There was much excitement in 2001 when elegant clinical investigations undertaken by Richard Lifton's research group at the Yale University School of Medicine, New Haven reported that the WNK1 and WNK4 protein kinases, were mutated in patients that suffered from a severe inherited hypertension syndrome called 'Gordon Syndrome'. As the function of WNK kinases was unknown, Alberto Vitari, a PhD student in the MRC Unit, decided to undertake the challenge of identifying physiological substrates for the WNK1 and WNK4 enzymes, as this might provide new clues as to how hypertension is regulated at the molecular level.
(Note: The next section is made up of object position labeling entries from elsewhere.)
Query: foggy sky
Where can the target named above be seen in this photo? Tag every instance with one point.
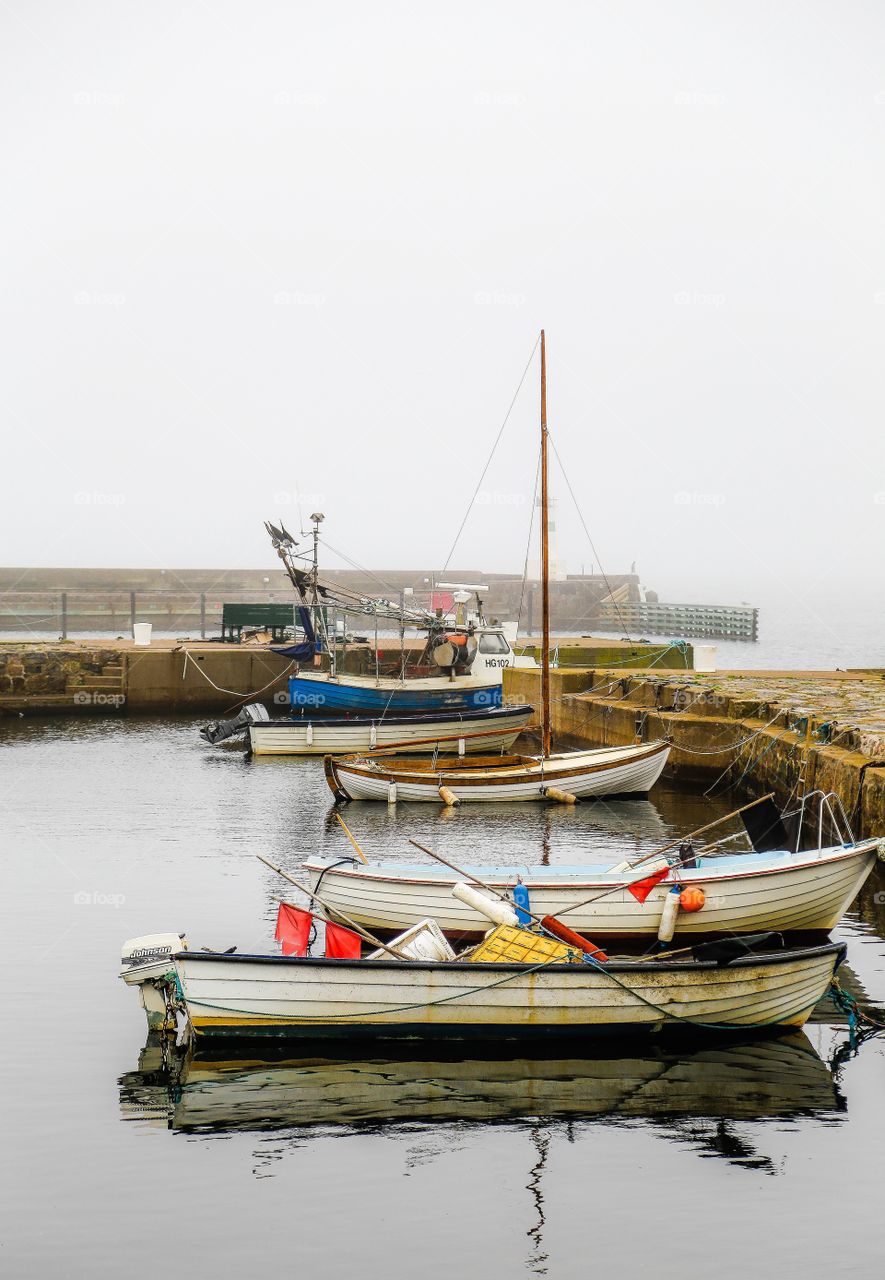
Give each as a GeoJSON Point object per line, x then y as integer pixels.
{"type": "Point", "coordinates": [260, 256]}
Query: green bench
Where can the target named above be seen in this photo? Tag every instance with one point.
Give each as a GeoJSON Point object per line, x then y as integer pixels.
{"type": "Point", "coordinates": [274, 618]}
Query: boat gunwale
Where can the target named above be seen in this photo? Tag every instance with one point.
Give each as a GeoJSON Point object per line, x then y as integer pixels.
{"type": "Point", "coordinates": [752, 960]}
{"type": "Point", "coordinates": [502, 773]}
{"type": "Point", "coordinates": [442, 881]}
{"type": "Point", "coordinates": [482, 713]}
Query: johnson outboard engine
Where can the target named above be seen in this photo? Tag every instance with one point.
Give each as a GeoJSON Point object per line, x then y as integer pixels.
{"type": "Point", "coordinates": [222, 730]}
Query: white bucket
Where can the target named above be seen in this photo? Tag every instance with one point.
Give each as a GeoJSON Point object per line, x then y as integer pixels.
{"type": "Point", "coordinates": [424, 941]}
{"type": "Point", "coordinates": [705, 657]}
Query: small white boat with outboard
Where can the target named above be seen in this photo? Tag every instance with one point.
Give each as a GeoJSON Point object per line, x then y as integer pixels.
{"type": "Point", "coordinates": [305, 997]}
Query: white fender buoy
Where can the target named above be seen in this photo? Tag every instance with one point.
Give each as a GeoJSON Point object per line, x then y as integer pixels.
{"type": "Point", "coordinates": [492, 908]}
{"type": "Point", "coordinates": [667, 926]}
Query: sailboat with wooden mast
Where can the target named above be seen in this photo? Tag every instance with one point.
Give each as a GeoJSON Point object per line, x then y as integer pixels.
{"type": "Point", "coordinates": [564, 776]}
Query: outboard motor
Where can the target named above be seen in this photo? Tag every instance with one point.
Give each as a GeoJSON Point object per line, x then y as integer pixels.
{"type": "Point", "coordinates": [219, 731]}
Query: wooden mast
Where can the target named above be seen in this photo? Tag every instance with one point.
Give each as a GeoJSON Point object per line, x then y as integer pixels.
{"type": "Point", "coordinates": [544, 562]}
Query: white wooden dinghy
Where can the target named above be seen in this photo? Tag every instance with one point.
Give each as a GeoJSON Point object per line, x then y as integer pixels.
{"type": "Point", "coordinates": [305, 997]}
{"type": "Point", "coordinates": [804, 892]}
{"type": "Point", "coordinates": [602, 772]}
{"type": "Point", "coordinates": [448, 731]}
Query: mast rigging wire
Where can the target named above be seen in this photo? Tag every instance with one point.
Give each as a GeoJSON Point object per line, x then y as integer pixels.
{"type": "Point", "coordinates": [580, 516]}
{"type": "Point", "coordinates": [488, 461]}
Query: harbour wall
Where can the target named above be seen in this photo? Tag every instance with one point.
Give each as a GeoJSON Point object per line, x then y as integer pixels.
{"type": "Point", "coordinates": [91, 677]}
{"type": "Point", "coordinates": [753, 731]}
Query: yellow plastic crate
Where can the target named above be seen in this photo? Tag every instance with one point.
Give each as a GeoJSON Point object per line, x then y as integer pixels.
{"type": "Point", "coordinates": [506, 945]}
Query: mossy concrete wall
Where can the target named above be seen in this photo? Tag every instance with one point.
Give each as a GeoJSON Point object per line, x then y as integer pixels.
{"type": "Point", "coordinates": [743, 731]}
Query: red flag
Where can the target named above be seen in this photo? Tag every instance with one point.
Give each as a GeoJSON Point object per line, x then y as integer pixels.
{"type": "Point", "coordinates": [342, 944]}
{"type": "Point", "coordinates": [642, 888]}
{"type": "Point", "coordinates": [293, 929]}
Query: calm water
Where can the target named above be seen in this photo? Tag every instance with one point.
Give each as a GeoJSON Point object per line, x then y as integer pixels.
{"type": "Point", "coordinates": [644, 1160]}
Alberto made the interesting discovery that WNK1 and WNK4 interacted with high affinity with two other closely related protein kinases in cells that were termed SPAK and OSR1. Alberto then found that SPAK and OSR1 were efficiently phosphorylated by WNK1 and WNK4 and most interestingly, the activity of SPAK and OSR1 was hugely enhanced following phosphorylation with WNK1 and WNK4. Fascinatingly, SPAK and OSR1 were previously reported to be activated in cells in response to osmotic stress such as high salt and phosphorylate and regulate the activity of ion transporters such as NKCC1. It had also been previously shown that treatment of cells with high salt concentration activated WNK1. Putting this data together with Alberto's results, suggest that osmotic stress control the activity of ion transporters through the WNK-SPAK/OSR1 pathway (see Fig). It is possible that mutations in WNK1 and WNK4 genes in humans disrupt this pathway, thereby affecting ion transporter activity in organs such as the kidney, which could account for the development of hypertension in subjects with these mutations.